インターンシップ体験者の先輩にインタビュー

A.Tさんにインタビュー

外資製薬メーカーのインターンシップに参加 負けたくない!インターンシップでの貴重な経験

Q1:インターンシッププログラムはどのような内容でしたか?

私は外資の製薬メーカー2社に参加しました。一つ目の会社では、【臨床開発モニターの仕事はどのようなものか?】という内容のグループディスカッションがありました。具体的には、治験に参加する患者様が一定数集まらない場合はどう対応するのかという課題のもと、病院数を増やすのか、治験期間を延長するのか、あるいは現状の人数で実施するのか、年間の費用はどれぐらいかかるか、薬の剤型は何がベストか、というようなところまで詰めて、グループごとに意見の発表を行いました。
二つ目の会社もグループディスカッションが中心でした。【会社がこの先100年間発展し続けるためには、何を大切にするべきか。どんなマインドで仕事に臨めば良いのか】が大きなテーマであり、その企業の過去と現在を資料で読み解きながら、企業理念と未来の展望を擦り合わせて考えるものでした。こちらは文系の学生も多く参加し、理系の学生とはひと味違う、新鮮な意見をたくさん聞くことができました。

Q2:インターンシップに参加した感想をお聞かせください。

とにかく優秀な学生が多かったので、謙虚な気持ちで学ぼうと思っていました。実際、【マラリアの薬を開発する】がテーマのディスカッションでは、ある大学院生(修士)が、マラリア発生国には現状このような課題があるから、日本の製品開発はこうあるべきだと、薬の機序を盛り込みながら分析していて、完成度の高い意見に私は圧倒されてしまいました。でも冷静になって考えれば、修士の学生には薬剤師としての視点が希薄ですから、薬学を6年間しっかり学んだ私たちこそが、調剤や服薬指導の知識を活かした意見を発信すれば良いのだと気付くことができました。私にとってインターンシップとは、全力で切磋琢磨をした場所であり、一生懸命、がむしゃらに頑張る経験ができたところだったように思います。負けたくない!と就活へのスイッチが入ったことを、今でもハッキリと覚えています。

Q3:インターンシップで新たに発見したことを教えてください。

ランチタイムに、社員さんとお話をする機会がありました。私が興味を持っていた国際ボランティア活動の実情について質問をしたところ、その社員の方は、アメリカの企業と提携して、ネパールやカンボジアなどへワクチンを届ける活動をしていらっしゃるそうで、「あなたも入社すればアフリカへアプローチできるし、それはもう自分次第だと思うよ」と、アドバイスしていただけました。私はアフリカの病院で2ヶ月間、薬剤師のタマゴとして研修をした経験があり、社会人になってもボランティア活動を継続することが目標でしたから、社員さんの話は心に強く響きました。社会貢献活動などの取り組みは、パンフレットやWEBサイトに掲載されていますが、その実態はなかなか掴み切れないところもあるので、インターンシップの際に質問をしてみると、新たな発見や気付きがあるのではないかと思います。

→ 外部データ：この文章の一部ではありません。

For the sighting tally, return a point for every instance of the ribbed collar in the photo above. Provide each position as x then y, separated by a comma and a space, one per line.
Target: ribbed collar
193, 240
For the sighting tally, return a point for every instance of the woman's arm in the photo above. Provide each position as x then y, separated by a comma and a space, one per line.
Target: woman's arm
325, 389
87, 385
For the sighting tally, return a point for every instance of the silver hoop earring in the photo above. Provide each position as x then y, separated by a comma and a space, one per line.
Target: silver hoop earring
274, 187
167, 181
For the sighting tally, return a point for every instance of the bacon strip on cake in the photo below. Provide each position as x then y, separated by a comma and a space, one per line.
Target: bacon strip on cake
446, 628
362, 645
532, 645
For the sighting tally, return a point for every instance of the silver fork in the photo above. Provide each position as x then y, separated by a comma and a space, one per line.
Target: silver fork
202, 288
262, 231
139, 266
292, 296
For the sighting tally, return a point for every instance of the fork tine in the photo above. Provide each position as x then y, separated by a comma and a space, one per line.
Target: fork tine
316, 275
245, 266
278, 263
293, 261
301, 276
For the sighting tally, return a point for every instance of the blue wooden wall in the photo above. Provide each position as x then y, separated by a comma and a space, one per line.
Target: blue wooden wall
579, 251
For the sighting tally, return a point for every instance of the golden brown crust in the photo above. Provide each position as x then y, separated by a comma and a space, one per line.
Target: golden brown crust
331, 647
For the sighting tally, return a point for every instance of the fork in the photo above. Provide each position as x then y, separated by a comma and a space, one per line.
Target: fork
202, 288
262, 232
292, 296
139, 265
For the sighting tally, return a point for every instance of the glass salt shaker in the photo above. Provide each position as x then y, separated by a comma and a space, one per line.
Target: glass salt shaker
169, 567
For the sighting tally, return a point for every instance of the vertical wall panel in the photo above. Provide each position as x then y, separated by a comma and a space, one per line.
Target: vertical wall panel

インターンシップの体験が就職活動にどのように役立ちましたか?

私は外資の製薬会社の開発モニター職を志望していたのですが、同じ外資でも製品領域が異なる企業のインターンシップにも参加したことで、自分のやりたい仕事が明確にできた気がします。 反省点としては、ES対策が不十分だったため、インターンシップの選考から落ちてしまい、参加できなかった企業が複数あった点です。製薬会社は競争が激しいので、貴社のここが知りたい!こんな話を聞きたい!という強い気持ちをESでアピールできなければ、そもそもインターンシップにも参加できず、就活につなげることも難しくなってしまいます。今ふりかえってみれば、ES作成にはもっと時間をかけるべきだったと反省しています。また調剤薬局やドラッグストアのインターンシップに参加していませんでしたが、行っておくべきだったと少し後悔しています。様々な業界を深く知っておけば、就活に対して大きな視点を持つことができたと思うので、皆さんは時間の許す限り、様々な業界のインターンシップに参加して欲しいと思います。